A standard chart of account (SCA) was enacted as of 2011. It applies mostly to commercial companies, and explicitly excludes entities which are supervised by the two main Luxembourg regulators, the Commission de Supervision du Secteur Financier (CSSF) and the Commissariat aux Assurances (CAA), which are chiefly responsible for overseeing investment funds, banks, insurance companies and similar entities. All entities subject to SCA requirements must adopt the same account numbers for each financial statement element as those laid out by the SCA, and present and file accounts under a specific format referred to as electronic Centrale des Données Financières also known as "eCDF". Again, this stands in contrast to the practice in English-speaking countries where standard charts of accounts usually are specific to each company, and where professional accounting bodies are responsible for defining practical rules and the applicable accounting doctrine rather than standardisation falling to governmental bodies or lawmakers as is the case in most of Continental Europe.

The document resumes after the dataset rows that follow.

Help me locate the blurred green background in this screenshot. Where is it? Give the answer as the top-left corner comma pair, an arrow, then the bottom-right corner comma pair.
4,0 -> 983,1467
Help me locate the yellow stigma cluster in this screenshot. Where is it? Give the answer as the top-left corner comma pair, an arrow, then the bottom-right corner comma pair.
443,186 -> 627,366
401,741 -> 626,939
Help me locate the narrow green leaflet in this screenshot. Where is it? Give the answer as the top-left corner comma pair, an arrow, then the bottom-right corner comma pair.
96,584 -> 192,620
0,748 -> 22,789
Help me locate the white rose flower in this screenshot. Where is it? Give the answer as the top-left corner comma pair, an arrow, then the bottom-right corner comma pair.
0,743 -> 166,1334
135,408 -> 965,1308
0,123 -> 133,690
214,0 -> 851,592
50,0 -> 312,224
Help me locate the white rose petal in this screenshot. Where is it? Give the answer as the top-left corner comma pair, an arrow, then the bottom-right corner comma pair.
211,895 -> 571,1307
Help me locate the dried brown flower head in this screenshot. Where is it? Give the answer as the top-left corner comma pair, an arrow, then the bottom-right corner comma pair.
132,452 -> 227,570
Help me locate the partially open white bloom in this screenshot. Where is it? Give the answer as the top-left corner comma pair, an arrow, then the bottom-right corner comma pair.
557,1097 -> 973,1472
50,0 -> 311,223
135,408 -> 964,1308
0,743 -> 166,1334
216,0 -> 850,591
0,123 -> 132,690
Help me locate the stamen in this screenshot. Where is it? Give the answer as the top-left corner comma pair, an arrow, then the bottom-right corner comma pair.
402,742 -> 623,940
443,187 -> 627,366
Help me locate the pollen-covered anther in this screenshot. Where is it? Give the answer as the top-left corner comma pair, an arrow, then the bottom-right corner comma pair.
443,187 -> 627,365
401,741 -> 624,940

==Accounting firms in Luxembourg==
All Big Four accounting firms have a strong presence in Luxembourg, disproportionately to the number of inhabitants in the country. This is especially due to the fund industry being so developed in Luxembourg with over €3.5 trillion in assets under management as at 31 March 2015. Other notable contributors to the Luxembourg national economy are banks (approximately 140 currently operating in the country), insurance companies as well as private equity companies on top of the traditional commercial companies. Currently, PwC is the top Big Four company in Luxembourg in terms of number of employees (about 3,100) and net turnover (€500 million) in 2022. Deloitte, KPMG and Ernst & Young all have a significant presence in Luxembourg. Smaller companies are also present, such as Mazars, Grant Thornton, Alliott Group and BDO. On top of the audit industry, there are a number of service providers and trust companies notably responsible for domiciliation and accounting services, the most prominent of which include LGL Corporate Services, Intertrust, TMF, Alter Domus and Citco.